Yes, you should keep trying. These people are your family, your children’s family, and it will be worth the effort if you can try. Take charge of the conversation, ask them about your husband when he was a child, their own lives as children, as young people, learn about them, show interest. Tell them about your kids, what they are doing, who their friends are. As someone else mentioned, food is always a safe topic, maybe movies or television shows, whatever they like to do, whatever you like to do. Don’t sit on your phone and act bored. Don’t expect them to text or call and don’t take it personally if they don’t. Not everyone has the same toolbox of things they do, but unless they are mean to you, you should keep trying.

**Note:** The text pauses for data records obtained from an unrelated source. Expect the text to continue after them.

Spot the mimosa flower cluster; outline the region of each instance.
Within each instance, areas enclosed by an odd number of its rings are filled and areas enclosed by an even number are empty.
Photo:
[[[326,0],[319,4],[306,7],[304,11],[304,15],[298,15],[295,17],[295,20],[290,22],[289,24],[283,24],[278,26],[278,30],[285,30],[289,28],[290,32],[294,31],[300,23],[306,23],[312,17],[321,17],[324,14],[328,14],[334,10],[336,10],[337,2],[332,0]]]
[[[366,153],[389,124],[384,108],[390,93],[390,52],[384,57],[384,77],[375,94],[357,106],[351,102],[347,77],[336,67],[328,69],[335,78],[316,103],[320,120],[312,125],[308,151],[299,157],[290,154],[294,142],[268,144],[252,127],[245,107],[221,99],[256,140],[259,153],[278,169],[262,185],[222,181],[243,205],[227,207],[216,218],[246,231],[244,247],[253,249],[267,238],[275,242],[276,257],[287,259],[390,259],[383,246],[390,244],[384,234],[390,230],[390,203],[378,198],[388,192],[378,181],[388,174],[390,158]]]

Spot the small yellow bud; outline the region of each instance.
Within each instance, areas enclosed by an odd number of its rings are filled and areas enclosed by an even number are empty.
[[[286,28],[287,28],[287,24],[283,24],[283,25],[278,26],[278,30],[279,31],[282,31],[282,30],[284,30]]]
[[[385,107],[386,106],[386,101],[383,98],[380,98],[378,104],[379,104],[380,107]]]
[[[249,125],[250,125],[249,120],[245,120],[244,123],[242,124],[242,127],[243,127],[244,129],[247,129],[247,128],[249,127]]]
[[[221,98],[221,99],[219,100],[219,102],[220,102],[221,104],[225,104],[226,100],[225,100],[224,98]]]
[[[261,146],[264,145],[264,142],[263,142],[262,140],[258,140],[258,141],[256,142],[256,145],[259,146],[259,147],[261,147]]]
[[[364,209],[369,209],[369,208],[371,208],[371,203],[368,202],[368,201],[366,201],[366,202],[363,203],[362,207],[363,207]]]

I'm not clear on what "drama" is here, or what being the "black sheep" looks like. If they say something that you find upsetting, it would be nice if your husband could step in and say, “mom, that sounds upsetting, I’m sorry that happened”, and then change the subject. If he can’t do it, you can. You can acknowledge their feelings without getting into it with them. If they carry on, then it’s time to make an excuse and cut the visit short, “it’s been so nice to see you all, sorry we can’t stay longer,” and leave. The only thing that would justify not having a relationship with them would be if they are actually mean to you, your husband, or your children. Then your husband should be clear that is not acceptable and you will leave if it happens, and then leave. If that doesn't change that behavior, then you should minimize contact.
You are teaching your children how to treat people, and someday, you will be glad you did.